1. Identità e (‘) potere


Con Foucault la critica del soggetto e dell’identità si coniuga alla riflessione sul potere. La sua “archeologia del sapere” ha lo scopo di ricercare nella storia le formazioni discorsive che mediano e organizzano l’esperienza che le persone hanno del mondo. Esse danno luogo a precise  “politiche generali” della verità che regolano ciò che deve essere considerato vero o falso, che decidono quali discorsi accogliere e quali ripudiare. Tali organizzazioni di sapere interagiscono con e sono intrinsecamente collegate ai rapporti di potere: il discorso è per Foucault il luogo dall’articolazione produttiva di potere e sapere.

Soggetto, follia, sessualità, si rivelano tra le costruzioni discorsive più potenti, messe a punto dal potere in un preciso momento della nostra storia per disciplinare e controllare in senso economico e produttivo il corpo sociale.

La nascita del soggetto coincide con la comparsa di un preciso discorso sull’uomoquello delle scienze umane, che nascono appunto in epoca moderna[1] -, con la volontà di creare un discorso che, parlandone, istituisce il “l’individuo” come concetto. Il processo di soggettivazione caratteristico dell’epoca moderna è visto da Foucault come estensione, come tecnica principale del potere; una forma di potere che “è rivolta all’immediata vita quotidiana che categorizza l’individuo, lo segna della sua individualità, lo fissa alla sua identità, gli impone una legge di verità che egli deve riconoscere e che altri devono riconoscere in lui”[2]. Rendere le persone soggetti, legandole ad una identità precisa – e l’oggettivazione di un’identità sessuale sarà indagata nelle sue ricerche come una delle tecniche più efficaci a questo scopo – è dunque un modo per assoggettarle ad un regime di governabilità: il soggetto è una forma di potere che soggioga, che crea il miraggio e la necessità di una coscienza–conoscenza di sé per legare l’individuo alla propria identità[3].

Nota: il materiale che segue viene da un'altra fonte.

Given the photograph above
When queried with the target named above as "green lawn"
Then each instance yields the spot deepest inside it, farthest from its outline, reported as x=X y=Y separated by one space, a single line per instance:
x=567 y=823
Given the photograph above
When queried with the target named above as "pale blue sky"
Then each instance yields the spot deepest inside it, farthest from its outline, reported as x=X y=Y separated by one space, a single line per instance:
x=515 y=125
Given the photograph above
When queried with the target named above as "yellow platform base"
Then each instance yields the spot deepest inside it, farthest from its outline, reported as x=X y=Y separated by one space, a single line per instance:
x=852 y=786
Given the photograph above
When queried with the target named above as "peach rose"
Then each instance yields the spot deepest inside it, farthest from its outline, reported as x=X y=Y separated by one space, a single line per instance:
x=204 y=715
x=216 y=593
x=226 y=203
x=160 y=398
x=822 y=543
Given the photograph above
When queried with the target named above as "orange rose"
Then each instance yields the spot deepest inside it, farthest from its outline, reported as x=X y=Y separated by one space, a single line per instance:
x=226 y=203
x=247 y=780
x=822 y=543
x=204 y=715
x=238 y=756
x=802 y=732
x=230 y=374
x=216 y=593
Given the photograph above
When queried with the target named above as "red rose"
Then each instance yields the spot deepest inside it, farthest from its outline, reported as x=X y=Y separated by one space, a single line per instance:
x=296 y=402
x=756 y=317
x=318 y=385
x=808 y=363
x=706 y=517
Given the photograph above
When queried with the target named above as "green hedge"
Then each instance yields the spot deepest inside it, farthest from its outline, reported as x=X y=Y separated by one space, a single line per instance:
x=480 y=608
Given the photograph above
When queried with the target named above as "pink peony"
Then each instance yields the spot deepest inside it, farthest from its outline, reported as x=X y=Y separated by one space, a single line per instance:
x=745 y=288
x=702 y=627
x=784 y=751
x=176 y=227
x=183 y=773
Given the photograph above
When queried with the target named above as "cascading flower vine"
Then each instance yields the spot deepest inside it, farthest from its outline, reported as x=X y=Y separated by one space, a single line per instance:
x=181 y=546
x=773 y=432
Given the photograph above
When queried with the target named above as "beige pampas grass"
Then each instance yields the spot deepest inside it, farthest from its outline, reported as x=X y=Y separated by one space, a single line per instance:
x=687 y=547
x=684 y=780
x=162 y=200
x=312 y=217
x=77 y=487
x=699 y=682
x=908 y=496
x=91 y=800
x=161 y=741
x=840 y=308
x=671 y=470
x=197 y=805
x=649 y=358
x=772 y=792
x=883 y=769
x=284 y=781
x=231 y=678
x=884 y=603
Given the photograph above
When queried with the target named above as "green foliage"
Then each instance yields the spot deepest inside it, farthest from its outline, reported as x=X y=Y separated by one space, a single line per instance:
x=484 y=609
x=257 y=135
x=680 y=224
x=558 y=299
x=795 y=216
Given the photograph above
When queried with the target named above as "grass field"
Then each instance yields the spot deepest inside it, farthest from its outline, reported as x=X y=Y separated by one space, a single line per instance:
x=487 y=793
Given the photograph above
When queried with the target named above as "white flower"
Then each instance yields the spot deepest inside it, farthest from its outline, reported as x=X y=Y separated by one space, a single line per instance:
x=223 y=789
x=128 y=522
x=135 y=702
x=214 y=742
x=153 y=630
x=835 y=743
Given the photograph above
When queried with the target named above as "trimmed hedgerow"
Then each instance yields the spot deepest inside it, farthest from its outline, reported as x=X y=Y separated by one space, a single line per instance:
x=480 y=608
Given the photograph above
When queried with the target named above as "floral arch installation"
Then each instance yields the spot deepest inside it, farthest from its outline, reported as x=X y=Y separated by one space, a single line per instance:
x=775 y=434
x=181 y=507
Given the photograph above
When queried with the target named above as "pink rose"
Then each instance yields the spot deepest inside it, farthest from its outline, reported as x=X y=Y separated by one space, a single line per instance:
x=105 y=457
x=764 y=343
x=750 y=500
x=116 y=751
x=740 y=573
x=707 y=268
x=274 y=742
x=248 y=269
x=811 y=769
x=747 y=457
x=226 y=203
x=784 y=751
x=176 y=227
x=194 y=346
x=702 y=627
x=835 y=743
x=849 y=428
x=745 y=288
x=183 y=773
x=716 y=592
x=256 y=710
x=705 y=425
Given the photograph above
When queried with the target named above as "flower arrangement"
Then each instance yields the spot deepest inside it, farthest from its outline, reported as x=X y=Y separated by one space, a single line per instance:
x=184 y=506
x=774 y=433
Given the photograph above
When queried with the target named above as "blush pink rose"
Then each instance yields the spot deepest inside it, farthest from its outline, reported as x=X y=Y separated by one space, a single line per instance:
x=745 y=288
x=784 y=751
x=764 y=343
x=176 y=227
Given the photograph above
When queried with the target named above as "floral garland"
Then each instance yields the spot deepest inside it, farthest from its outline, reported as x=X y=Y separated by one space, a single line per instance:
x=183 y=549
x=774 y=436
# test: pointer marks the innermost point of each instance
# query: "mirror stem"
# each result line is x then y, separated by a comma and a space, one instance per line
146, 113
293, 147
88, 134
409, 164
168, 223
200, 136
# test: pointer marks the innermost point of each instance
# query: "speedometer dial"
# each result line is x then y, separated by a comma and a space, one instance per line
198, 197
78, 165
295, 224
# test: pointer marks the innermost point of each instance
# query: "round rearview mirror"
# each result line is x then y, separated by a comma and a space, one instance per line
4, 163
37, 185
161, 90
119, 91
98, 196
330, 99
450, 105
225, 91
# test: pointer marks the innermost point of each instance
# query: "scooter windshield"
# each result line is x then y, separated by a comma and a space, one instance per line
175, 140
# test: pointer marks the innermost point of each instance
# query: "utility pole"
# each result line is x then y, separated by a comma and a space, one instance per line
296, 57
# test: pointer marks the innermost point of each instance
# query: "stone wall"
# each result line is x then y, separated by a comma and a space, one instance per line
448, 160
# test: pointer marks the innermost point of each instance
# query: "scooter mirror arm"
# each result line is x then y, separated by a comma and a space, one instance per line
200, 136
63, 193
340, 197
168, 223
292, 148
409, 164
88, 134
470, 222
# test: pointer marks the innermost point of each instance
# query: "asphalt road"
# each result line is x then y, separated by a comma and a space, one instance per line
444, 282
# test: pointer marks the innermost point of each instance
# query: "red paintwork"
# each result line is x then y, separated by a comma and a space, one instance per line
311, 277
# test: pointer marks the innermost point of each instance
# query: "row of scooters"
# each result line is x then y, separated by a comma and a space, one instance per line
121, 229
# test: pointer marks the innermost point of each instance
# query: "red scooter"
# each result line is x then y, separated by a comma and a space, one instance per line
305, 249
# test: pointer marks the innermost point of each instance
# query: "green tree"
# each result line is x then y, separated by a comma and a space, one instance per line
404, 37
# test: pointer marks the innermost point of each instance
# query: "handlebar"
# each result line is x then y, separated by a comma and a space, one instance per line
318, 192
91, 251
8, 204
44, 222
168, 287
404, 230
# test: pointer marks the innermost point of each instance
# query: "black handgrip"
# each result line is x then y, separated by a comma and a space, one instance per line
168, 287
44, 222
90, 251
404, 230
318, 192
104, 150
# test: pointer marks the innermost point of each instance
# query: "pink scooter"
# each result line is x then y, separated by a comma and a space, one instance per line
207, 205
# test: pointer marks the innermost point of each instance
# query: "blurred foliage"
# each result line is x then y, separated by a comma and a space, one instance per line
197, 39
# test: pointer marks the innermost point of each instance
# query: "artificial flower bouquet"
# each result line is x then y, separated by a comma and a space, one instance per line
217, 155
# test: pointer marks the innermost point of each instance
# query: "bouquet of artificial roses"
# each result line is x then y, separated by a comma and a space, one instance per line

La ricerca di Foucault si concentra su i modi attraverso i quali gli esseri umani vengono resi soggetti: oltre al ruolo fondamentale delle scienze che parlano dell’uomo, si rivelano determinanti quelle che Foucault chiama “pratiche di divisione”, che creano il soggetto attraverso l’atto di separarlo da una serie di “altri”. Implicata con la nascita della soggettività è, ad esempio, l’istituzione della follia: il potere-discorso ha bisogno della figura del folle come antagonista a cui contrapporre il potere della razionalità nascente, che si può definire, così, come norma, in contrapposizione alla a-normalità del folle.  E se nelle epoche precedenti la pazzia era considerata come qualcosa di misterioso ma anche di prodigioso e talvolta sacro e ai folli era permessa la vita di comunità, con la nascita dell’era moderna essi vengono medicalizzati, la follia diventa malattia da curare, deviazione dalla norma da recuperare. I “malati” mentali vengono rinchiusi in apposite strutture, osservati, studiati, indagati. Nasce la clinica psichiatrica e nasce un preciso discorso, un nuovo sguardo medico, che ha istituito l’oggetto stesso della sua indagine: la follia.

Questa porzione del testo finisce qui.